Audit Reveals Massive Fraud in Health Insurance Claims in South Korea

4 hours ago
Audit Reveals Massive Fraud in Health Insurance Claims in South Korea

A recent audit by the Board of Audit and Inspection of Korea has uncovered alarming statistics regarding health insurance claims. Over the past five years, patients have submitted approximately 51.83 million claims to health insurance companies using incorrect diagnoses, resulting in payouts totaling around 10.6 trillion won. Additionally, it was found that individuals who frequently visited medical facilities and exceeded their annual out-of-pocket maximums received double reimbursements from both health insurance and private insurance, amounting to 858 billion won in the last four years alone. Preventing such double payments could save each policyholder about 6,400 won annually.

The audit report, titled 'Utilization of Health, Private, and Auto Insurance Services,' indicates that private insurance policyholders are placing a significant financial burden on the national health insurance system. An analysis of nearly 1 billion claims from 2018 to 2022 revealed that those enrolled in both health and private insurance visited medical facilities an average of 2.33 days more per year than those with only health insurance, leading to an additional 12.94 trillion won in medical expenses, of which 3.83 trillion won was covered by health insurance.

Furthermore, the audit examined over 111.46 million medical claims and found that 46.5% of the time, the diagnosis reported by medical facilities did not match the diagnosis submitted by patients to their insurance companies.

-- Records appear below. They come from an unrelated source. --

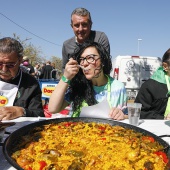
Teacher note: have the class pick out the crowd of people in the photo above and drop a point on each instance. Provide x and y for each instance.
(85, 80)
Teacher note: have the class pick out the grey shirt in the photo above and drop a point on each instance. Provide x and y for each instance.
(70, 45)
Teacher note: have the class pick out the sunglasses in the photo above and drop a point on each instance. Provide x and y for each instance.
(9, 65)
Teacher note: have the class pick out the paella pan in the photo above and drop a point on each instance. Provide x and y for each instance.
(85, 143)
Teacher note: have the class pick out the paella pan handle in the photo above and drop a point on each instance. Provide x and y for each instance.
(163, 136)
(2, 130)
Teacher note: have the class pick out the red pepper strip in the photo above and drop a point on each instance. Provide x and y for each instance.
(102, 128)
(163, 155)
(103, 138)
(29, 168)
(42, 164)
(149, 138)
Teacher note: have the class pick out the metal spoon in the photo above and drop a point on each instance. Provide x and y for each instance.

This discrepancy suggests that many patients falsely reported different illnesses to receive insurance payouts.

The audit also highlighted that a significant number of patients concealed pre-existing conditions, such as hypertension and diabetes, when enrolling in private insurance. Out of 2.48 million patients diagnosed with these conditions, 96% did not disclose their illnesses to their insurers. These individuals received 523.2 billion won in claims for treatments related to their pre-existing conditions, along with 181.4 billion won for treatments not covered by their policies.

Additionally, there were numerous cases where both patients and medical facilities appeared to collude in fraudulent activities. In 7.3 million instances, patients received insurance payouts while the medical facilities failed to report these treatments to health insurance, resulting in unpaid claims totaling 22.47 trillion won. Some of these cases involved cosmetic surgery clinics providing services that were misrepresented as legitimate medical treatments.